Netflix-Chef Reed Hastings ließ aufhorchen, als er dem "Geoblocking" den Kampf ansagte. Anfang 2016 folgte eine komplette Trendwende.
Illegale Downloads sind nicht zu rechtfertigen. Und durch den Erfolg der verschiedensten Streaming-Dienste sieht man, dass Nutzer bereit sind, dafür zu zahlen. Doch in manchen Fällen sind die Probleme hausgemacht. Zum Beispiel bei Netflix, denn österreichische Netflix-Nutzer haben zum Start der neuen Staffel von „House of Cards“ das Nachsehen.
Die Eigenproduktion steht nämlich nicht zur Verfügung. Schuld daran sind die Lizenzverträge, die Netflix mit Sky abgeschlossen hat. Also entweder schließt man wegen einer Serie ein nicht allzu günstiges Abo bei Sky ab oder man wartet oder sucht nach Auswegen. Diese führen dann zwangsweise wieder in die Illegalität. Denn auch die Dienste, mit denen man die Ländergrenzen umgehen konnte, werden nicht mehr länger geduldet.
Zwar gibt es noch zahlreiche Alternativen, aber es wird schwierig. Vor allem, da an mehreren Fronten dagegen vorgegangen wird. Denn viele zuverlässige VPN- beziehungsweise Proxy-Dienste sind kostenpflichtig. Dabei wird zum Beispiel Netflix vorgegaukelt, dass man gar nicht in Österreich sitze, sondern etwa in den USA und schon steht einem das gesamte US-Angebot zur Verfügung.

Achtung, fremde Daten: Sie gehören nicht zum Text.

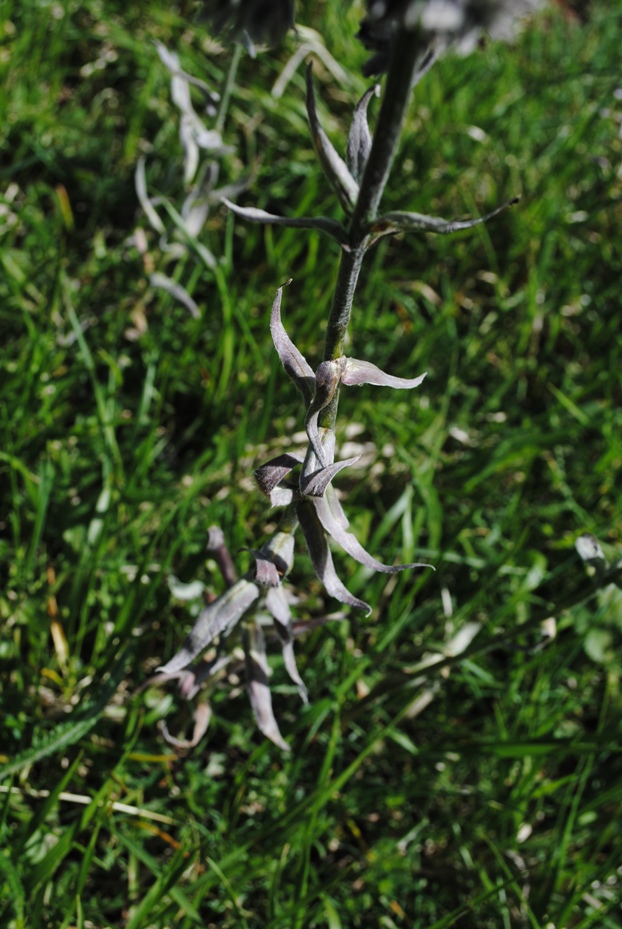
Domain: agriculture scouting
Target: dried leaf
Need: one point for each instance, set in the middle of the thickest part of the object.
(218, 618)
(322, 223)
(276, 602)
(359, 139)
(280, 549)
(257, 673)
(334, 166)
(321, 557)
(292, 360)
(357, 372)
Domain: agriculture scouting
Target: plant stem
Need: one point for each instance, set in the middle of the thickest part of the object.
(400, 80)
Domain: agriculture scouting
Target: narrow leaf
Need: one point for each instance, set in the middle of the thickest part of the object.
(322, 223)
(292, 360)
(333, 164)
(257, 672)
(273, 472)
(357, 372)
(359, 139)
(321, 557)
(348, 542)
(218, 618)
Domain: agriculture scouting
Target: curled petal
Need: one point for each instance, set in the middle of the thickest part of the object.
(334, 166)
(217, 547)
(282, 496)
(218, 618)
(321, 557)
(330, 518)
(326, 382)
(257, 673)
(322, 223)
(276, 602)
(314, 485)
(292, 360)
(266, 574)
(398, 221)
(357, 372)
(273, 472)
(359, 139)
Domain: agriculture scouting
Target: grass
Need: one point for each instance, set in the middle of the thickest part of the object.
(455, 767)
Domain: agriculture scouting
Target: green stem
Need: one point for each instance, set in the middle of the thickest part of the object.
(227, 90)
(400, 80)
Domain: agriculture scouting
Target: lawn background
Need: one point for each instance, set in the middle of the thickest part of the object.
(455, 766)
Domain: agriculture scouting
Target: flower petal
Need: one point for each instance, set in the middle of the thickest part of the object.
(322, 223)
(334, 166)
(326, 382)
(331, 522)
(276, 602)
(273, 472)
(292, 360)
(257, 672)
(399, 221)
(218, 618)
(359, 139)
(321, 557)
(314, 485)
(357, 372)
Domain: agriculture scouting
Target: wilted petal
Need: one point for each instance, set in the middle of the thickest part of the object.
(326, 382)
(273, 472)
(398, 221)
(292, 360)
(217, 547)
(218, 618)
(282, 496)
(334, 166)
(322, 223)
(257, 673)
(314, 485)
(359, 139)
(266, 574)
(276, 602)
(321, 557)
(280, 549)
(357, 372)
(331, 522)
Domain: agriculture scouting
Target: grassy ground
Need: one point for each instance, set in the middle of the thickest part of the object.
(456, 766)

Und dieses ist deutlich umfangreicher als bei uns. Die Bezahlung wird meist über Paypal abgewickelt.
Der Dienst hat kürzlich aber seine Geschäftsbedingungen geändert. Jene Dienste, die sich als Netflix-Proxy vermarkten, werden nicht mehr als Kunden akzeptiert. Als Netflix-Kunde beschritt man damit keine illegalen Pfade, sondern verstieß lediglich gegen die Geschäftsbedingungen von Netflix.

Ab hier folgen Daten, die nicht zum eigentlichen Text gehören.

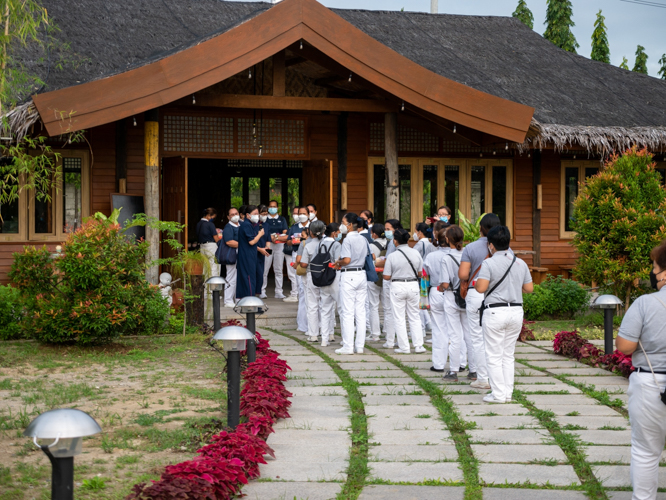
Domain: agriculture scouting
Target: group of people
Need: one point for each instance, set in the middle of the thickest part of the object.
(473, 294)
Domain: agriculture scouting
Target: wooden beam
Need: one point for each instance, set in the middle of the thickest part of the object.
(297, 103)
(279, 83)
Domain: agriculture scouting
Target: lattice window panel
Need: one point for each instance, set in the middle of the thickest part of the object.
(277, 136)
(198, 134)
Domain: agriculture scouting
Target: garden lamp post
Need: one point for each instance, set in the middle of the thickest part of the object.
(251, 306)
(233, 342)
(67, 427)
(608, 303)
(216, 285)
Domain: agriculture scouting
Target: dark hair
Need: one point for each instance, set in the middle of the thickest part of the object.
(331, 228)
(317, 229)
(401, 236)
(488, 222)
(455, 235)
(378, 229)
(395, 223)
(500, 237)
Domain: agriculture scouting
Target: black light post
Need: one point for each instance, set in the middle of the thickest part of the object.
(233, 340)
(67, 427)
(608, 303)
(251, 306)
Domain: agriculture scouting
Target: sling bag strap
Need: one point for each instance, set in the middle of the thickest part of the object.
(410, 263)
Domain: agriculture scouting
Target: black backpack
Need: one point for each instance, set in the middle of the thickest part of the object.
(322, 275)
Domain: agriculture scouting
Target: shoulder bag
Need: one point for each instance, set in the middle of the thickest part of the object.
(483, 302)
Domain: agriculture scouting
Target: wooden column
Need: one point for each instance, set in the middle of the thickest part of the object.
(152, 193)
(392, 176)
(342, 164)
(536, 212)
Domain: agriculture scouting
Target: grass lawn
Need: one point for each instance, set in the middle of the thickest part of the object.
(157, 399)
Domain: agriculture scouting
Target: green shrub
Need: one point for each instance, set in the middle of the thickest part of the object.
(10, 313)
(555, 297)
(94, 293)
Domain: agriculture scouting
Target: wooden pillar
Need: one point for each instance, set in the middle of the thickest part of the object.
(342, 164)
(392, 175)
(536, 210)
(152, 194)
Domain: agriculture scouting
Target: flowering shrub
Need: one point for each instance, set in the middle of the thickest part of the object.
(572, 345)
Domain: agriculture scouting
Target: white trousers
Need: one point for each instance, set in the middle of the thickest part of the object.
(374, 292)
(276, 259)
(329, 299)
(405, 299)
(478, 353)
(440, 332)
(647, 415)
(353, 290)
(291, 274)
(313, 303)
(230, 290)
(501, 328)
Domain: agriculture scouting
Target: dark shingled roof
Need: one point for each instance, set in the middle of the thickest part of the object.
(497, 55)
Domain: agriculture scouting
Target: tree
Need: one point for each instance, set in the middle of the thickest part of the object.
(640, 66)
(524, 14)
(559, 24)
(618, 220)
(600, 50)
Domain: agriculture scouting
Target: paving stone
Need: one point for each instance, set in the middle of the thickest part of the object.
(399, 492)
(595, 422)
(520, 453)
(293, 491)
(513, 436)
(415, 472)
(522, 494)
(558, 475)
(411, 438)
(503, 422)
(408, 453)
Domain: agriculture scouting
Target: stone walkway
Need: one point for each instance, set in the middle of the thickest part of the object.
(412, 453)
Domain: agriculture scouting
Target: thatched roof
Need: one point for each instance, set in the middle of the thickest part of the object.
(577, 100)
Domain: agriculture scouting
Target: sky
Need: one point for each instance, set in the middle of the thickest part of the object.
(629, 24)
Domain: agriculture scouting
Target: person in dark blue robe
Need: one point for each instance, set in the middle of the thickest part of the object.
(250, 233)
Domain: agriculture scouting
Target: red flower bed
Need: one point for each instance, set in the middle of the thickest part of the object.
(572, 345)
(233, 457)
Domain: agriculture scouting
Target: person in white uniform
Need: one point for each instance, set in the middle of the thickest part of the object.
(230, 235)
(353, 284)
(643, 336)
(470, 265)
(390, 226)
(402, 270)
(433, 265)
(503, 278)
(377, 247)
(457, 326)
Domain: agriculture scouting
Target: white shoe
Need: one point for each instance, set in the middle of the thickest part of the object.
(489, 398)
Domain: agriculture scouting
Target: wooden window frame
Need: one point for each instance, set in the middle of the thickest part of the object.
(464, 188)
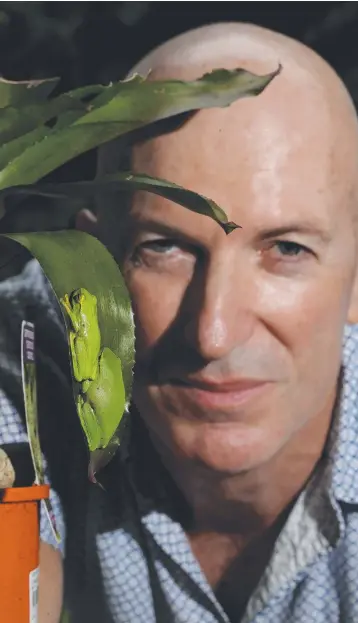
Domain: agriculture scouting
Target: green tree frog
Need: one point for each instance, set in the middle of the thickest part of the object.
(101, 401)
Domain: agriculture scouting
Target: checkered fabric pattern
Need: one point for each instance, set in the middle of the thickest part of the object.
(148, 572)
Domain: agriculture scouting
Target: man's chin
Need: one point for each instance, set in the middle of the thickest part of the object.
(222, 447)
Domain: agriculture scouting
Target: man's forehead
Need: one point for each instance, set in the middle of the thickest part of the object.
(263, 161)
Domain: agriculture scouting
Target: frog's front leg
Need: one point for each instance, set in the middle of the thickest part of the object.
(65, 302)
(75, 365)
(89, 423)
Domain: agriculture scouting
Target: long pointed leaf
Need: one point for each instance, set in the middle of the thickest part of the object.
(26, 91)
(138, 103)
(131, 182)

Ende des Kuschelkurses. Bislang hatte Netflix eine sehr entspannte Einstellung dazu. Neil Hunt, Chief Product Officer, erklärte dazu Ende 2015 noch, dass man über illegale Inhalte nicht schockiert sei. Zudem sinke die Nachfrage nach illegalen Inhalten, sobald Netflix in dem Land verfügbar ist. Die Einstellung zu illegalen Anbietern hat sich mittlerweile radikal geändert. Der US-Webseite Torrentfreak zufolge hat Google von Netflix Takedown-Requests erhalten. Zudem tritt Netflix auch in direkten Kontakt mit den Anbietern.
Kein Erfolgsgarant. Über 71.861 Anfragen wurden dennoch seit Anfang 2016 an Google gemeldet. Seit dem DMCA (Digital Millennium Copyright) ist Google dazu verpflichtet, Links zu löschen, die zu urheberrechtsverletzenden Inhalten führen.
Doch nicht nur „House of Cards“ hat Netflix im Visier. Auch „Narcos“, „Sense8“ und die Filme „The Ridiculous 6“ sowie die skurrile Weihnachtsrevue „A very Murray Christmas“. Netflix werde in den kommenden Wochen verstärkt gegen Proxy-Dienste vorgehen. Es soll in Zukunft nicht mehr möglich sein, die Länderbeschränkungen zu umgehen.
Und das, obwohl sich Hastings in diversen Interviews massiv gegen Geoblocking ausgesprochen hatte und immer wieder betonte, dass er dem ein Ende setzen möchte. Doch im Gespräch mit der „Presse“ erklärte ein Mitarbeiter, dass es noch fünf bis zehn Jahre dauern könnte, bis alle Nutzer auf die gleichen Inhalte zugreifen könnten.
In der Zwischenzeit werden Filmstudios weiterhin den Ton angeben. Es ist bekannt, dass das Vorgehen gegen VPN- und Proxy-Dienste vor allem auf die großen Studios zurückzuführen ist. Diese glauben nach wie vor daran, dass Ländergrenzen den Gewinn erhöhen. Eine Rechnung, die in der heutigen Zeit nicht mehr aufgeht.